Top Ten Economic Stories of 2010
December 12, 2010

by
Maria Tomchick


1) In 2008 and 2009, the Federal Reserve functioned as the central bank for the entire world. Documents pried from the Federal Reserve in November show that dozens of foreign banks and an astonishing number of foreign governments lined up to get handouts from the Fed, who kept its client list a deeply protected secret. The recipients included most of Europe’s major banks: Barclay’s Bank, Bank of Scotland, RBS, Societe Generale, Dresdner Bank, Bayerische Landesbank, and Dexia. Also on the list are the central banks of Australia, Denmark, Mexico, Norway, Switzerland, Sweden, South Korea, Britain, and Japan.

If it had been publicly known at the time what the true, global extent of the crisis really was, the world’s economy would have completely collapsed. This is the biggest story of the year, perhaps of the entire past decade, but it’s received zero attention from the US press.

2) The Fed’s current policy of “quantitative easing” (QE I and QE II) are an under-the-table bailout of US corporations. By buying up medium- and long-term treasury bonds, the Fed is keeping interest rates near zero so US corporations can refinance a record amount of junk bonds that were set to come due in 2012, 2013, and 2014 (a total of $700 billion). Some corporations have been able to refinance their debt by issuing 50- or 100-year bonds. That’s insane. Most companies don’t stay in business for 10 years, much less 100 years.

3) The IMF rises from the dead…just in time to impose austerity measures on Greece, Ireland, and a host of other European Union countries.

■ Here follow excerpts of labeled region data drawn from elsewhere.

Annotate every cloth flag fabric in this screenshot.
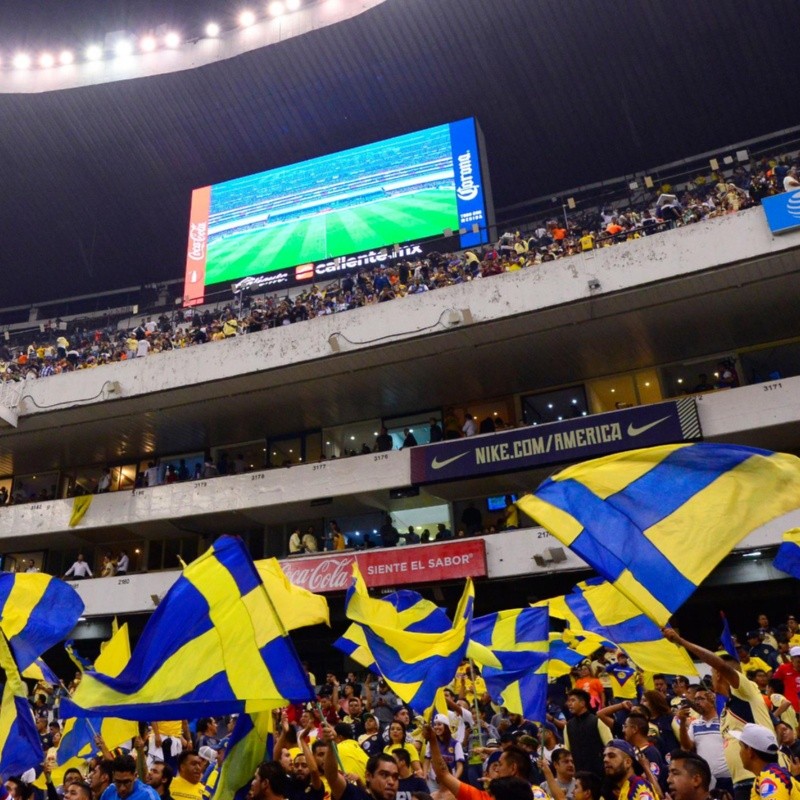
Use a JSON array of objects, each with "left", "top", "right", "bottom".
[
  {"left": 537, "top": 578, "right": 697, "bottom": 675},
  {"left": 69, "top": 494, "right": 94, "bottom": 528},
  {"left": 547, "top": 633, "right": 584, "bottom": 678},
  {"left": 0, "top": 572, "right": 83, "bottom": 670},
  {"left": 470, "top": 608, "right": 550, "bottom": 722},
  {"left": 62, "top": 536, "right": 314, "bottom": 720},
  {"left": 517, "top": 442, "right": 800, "bottom": 625},
  {"left": 22, "top": 658, "right": 59, "bottom": 686},
  {"left": 0, "top": 628, "right": 44, "bottom": 782},
  {"left": 255, "top": 558, "right": 331, "bottom": 631},
  {"left": 214, "top": 711, "right": 273, "bottom": 800},
  {"left": 345, "top": 565, "right": 475, "bottom": 712},
  {"left": 56, "top": 622, "right": 139, "bottom": 766},
  {"left": 772, "top": 528, "right": 800, "bottom": 578}
]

Of course, the one country that’s most responsible for the global economic crisis—the United States—doesn’t fall under the IMF’s purview. Instead, we get to do the opposite: extend the Bush tax cuts, extend the war in Afghanistan to at least 2014, and run up a record government deficit.

4) The financial industry is too big. Way too big. In the mid 1990’s it accounted for about 17% of the gross domestic product of the US. Now it accounts for over 60%. How did that change happen? Well, blame it on the worst Bush era tax cut ever devised: the 15% capital gains and dividend tax rate. When you give a tax cut for dividends and capital gains, you’re subsidizing the investment industry, which is now mostly composed of speculation: money in search of profits taxed at only 15%. So we get huge amounts of money invested in non-productive areas of the economy: derivatives, currency trading, speculation in commodities markets, hedge funds, and stupid venture capital investments that will never make a profit or provide a necessary service (i.e., Pets.com on steroids). Too big to fail? Yes, but it’s also too big to even comprehend.

5) More banks failed in 2010 than in 2009. The FDIC told us that 2009 would be the worst year of the crisis, but this year small and mid-sized banks continued to fail in record numbers. In 2008 the FDIC closed 25 banks; in 2009 the total was 140. As of November, the total for 2010 was above 150 and counting. Clearly, we still haven’t seen the worst of the crisis.

6) Meanwhile, the biggest banks are still misbehaving. From refusing to modify mortgage loans to using robo-signers and filing defective paperwork with bankruptcy courts, to sending a huge posse of lobbyists to Washington DC to gut the financial reform bill, the biggest banks have been operating as if the financial crisis never happened. And they’ve been racking up record profits and paying out enormous bonuses to their top management. Guess who’s really running this country?

7) Low-interest loans + bad banks = new perfect storm on the horizon. I won’t say more, or it will depress you.

8) Flash crashes are the wave of the future in the stock markets. (Yes, you read that right. “Stock markets,” plural. There are more than a dozen in the US alone.) If you don’t know what a “flash crash” is, then you should sell your stock right now and stick your money in your mattress, because you don’t know enough about investing to keep from losing your shirt. If computers have made it possible for everyone, including your grandma, to play the stock market, they’ve also made it possible for a few big sharks to crash the markets within milliseconds. And nothing’s being done to stop them.

9) Microcredit banks, which were heralded as the saviors of the poor in developing nations, are headed for a major collapse. It turns out that the nonprofits that extended small loans to poor people in developing nations from India to Sub-Saharan Africa have been operating just like the big US banks that caused the 2008 economic collapse. They saw a way to make a profit off the poor, and they went for it. Guess who’s going to pay for it all in the end?

10) It’s the end of 2010 and nobody’s been prosecuted for the mortgage meltdown, banking crisis, or the economic collapse. No one’s even been charged with a crime. Obama’s Financial Crisis Inquiry Commission has turned out to be toothless, powerless, and invisible.

If George Orwell could have seen the real dimensions of our Brave New World, he wouldn’t have been worried about governmental control. In fact, maybe we ought to give Barack Obama a break: there’s only so much you can get away with before your boss gets really pissed off.

The question is: who’s the real boss? Is it Citigroup, Bank of America, Morgan Stanley, and Goldman Sachs? Or is it you and me?

Maybe it’s time to stand up and show ‘em who’s boss.